A Sidewalk Astronomer
A weird-looking old man with a telescope stands on a San Francisco street corner and urges passersby to "Come see the moon." Most keep walking, convinced he's either pitching or panhandling. Actually, he's John Dobson, the designer of a high-powered telescope that nearly anyone can make, using plans that Dobson eagerly shares. The former Buddhist monk calls himself "a sidewalk astronomer" in direct contrast to "a backyard astronomer," because he and his followers believe in amateur stargazing in public, where they can proselytize about the wonders of the universe.
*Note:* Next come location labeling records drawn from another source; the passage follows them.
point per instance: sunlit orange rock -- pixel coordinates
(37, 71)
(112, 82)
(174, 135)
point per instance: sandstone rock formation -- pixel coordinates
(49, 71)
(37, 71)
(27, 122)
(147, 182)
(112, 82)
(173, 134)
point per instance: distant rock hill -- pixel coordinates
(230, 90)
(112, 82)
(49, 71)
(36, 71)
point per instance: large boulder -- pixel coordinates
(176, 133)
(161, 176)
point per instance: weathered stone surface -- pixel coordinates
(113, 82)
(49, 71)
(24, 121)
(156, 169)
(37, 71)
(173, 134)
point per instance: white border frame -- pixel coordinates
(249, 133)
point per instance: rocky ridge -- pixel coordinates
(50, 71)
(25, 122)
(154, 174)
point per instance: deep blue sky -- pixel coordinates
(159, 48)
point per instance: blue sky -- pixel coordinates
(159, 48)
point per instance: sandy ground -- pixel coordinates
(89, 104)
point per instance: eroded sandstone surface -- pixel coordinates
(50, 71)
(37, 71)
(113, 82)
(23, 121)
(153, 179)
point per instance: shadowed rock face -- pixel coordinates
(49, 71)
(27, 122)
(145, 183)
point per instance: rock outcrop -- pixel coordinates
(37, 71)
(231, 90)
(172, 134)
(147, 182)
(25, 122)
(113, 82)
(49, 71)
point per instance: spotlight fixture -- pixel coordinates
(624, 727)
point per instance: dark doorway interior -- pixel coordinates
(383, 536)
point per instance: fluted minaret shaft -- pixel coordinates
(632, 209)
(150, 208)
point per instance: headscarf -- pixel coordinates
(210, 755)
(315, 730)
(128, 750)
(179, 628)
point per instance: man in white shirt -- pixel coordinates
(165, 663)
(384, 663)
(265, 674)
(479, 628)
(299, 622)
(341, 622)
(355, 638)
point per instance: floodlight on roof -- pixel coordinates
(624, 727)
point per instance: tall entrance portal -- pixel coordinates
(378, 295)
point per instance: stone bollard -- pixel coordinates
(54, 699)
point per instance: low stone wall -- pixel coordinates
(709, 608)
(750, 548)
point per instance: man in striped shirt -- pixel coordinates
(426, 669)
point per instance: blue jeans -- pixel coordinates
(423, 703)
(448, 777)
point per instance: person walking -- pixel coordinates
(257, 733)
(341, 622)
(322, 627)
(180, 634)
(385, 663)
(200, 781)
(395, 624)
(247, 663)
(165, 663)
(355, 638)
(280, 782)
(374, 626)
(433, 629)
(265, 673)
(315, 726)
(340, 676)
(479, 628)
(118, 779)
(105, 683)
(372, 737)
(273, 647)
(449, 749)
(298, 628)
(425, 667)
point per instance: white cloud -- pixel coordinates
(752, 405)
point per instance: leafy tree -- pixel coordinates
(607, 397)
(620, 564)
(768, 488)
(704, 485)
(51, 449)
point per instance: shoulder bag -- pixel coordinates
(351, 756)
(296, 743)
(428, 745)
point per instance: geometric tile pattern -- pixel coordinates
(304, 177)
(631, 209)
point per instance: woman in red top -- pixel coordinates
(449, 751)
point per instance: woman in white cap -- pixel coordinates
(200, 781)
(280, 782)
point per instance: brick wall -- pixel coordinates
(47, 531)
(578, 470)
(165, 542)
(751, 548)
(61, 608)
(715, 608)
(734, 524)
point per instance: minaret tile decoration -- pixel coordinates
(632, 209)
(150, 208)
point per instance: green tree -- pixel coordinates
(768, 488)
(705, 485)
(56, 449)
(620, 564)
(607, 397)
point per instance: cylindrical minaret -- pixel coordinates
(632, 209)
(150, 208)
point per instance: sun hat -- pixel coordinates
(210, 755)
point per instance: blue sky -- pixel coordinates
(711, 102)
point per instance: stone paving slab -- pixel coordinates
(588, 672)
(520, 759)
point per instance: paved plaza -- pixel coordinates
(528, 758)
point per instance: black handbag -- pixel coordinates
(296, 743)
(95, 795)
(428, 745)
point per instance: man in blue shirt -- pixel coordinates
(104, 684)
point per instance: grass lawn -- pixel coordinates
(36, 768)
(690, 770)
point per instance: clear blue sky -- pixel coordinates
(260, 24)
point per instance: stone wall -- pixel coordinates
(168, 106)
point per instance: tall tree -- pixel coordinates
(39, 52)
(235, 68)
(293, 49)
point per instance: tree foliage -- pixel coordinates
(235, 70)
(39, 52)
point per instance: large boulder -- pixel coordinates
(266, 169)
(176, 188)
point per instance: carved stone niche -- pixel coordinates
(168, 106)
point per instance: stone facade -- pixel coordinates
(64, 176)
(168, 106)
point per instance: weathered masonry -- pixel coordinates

Dobson's been preaching about the sky since 1967, and has his patter down. Whenever someone stops to marvel at the images in Dobson's scope, he smiles beatifically and says, "Yes, the exterior decorator does lovely work."
Jeffrey Jacobs' slight-but-winning documentary A Sidewalk Astronomer skimps on Dobson's life story, though Dobson himself covers some of it as part of his regular stand-up routine. He was born in Peking to a family of prestigious British academics, and moved to San Francisco as a teenager in the '20s. Dobson became a devout atheist when he realized he couldn't reconcile the phrase "do unto others what you would have them do unto you" with the concept of Hell, but after hearing an inspiring lecture in the '40s, he abandoned his scientific studies in favor of monasticism. Then he abandoned the order for science in the '60s, after a consuming passion for telescope-making interfered with a regimen of meditation and prayer. Most of Dobson's subsequent life has been spent reconciling spirituality and logic, most famously in his lectures about the impossibility of the Big Bang theory.
Jacobs focuses almost exclusively on Dobson's theories and mission, which he illustrates by contrasting jaw-dropping images of the sun's surface with people ignoring Dobson's entreaties to "Come look at the sun." For the people who stop, though—and for those who attend Dobson's more formal workshops and classes—he holds court, employing easy-to-understand metaphors to make the cosmos sound wonderful and worthy. When people see something they haven't seen before, they respond with awed silence. But Dobson keeps talking, because he's seen it all, and can only experience it anew through the eyes of others. "Remember," he urges, "Everything we know about the universe has been observed by people as stupid as us."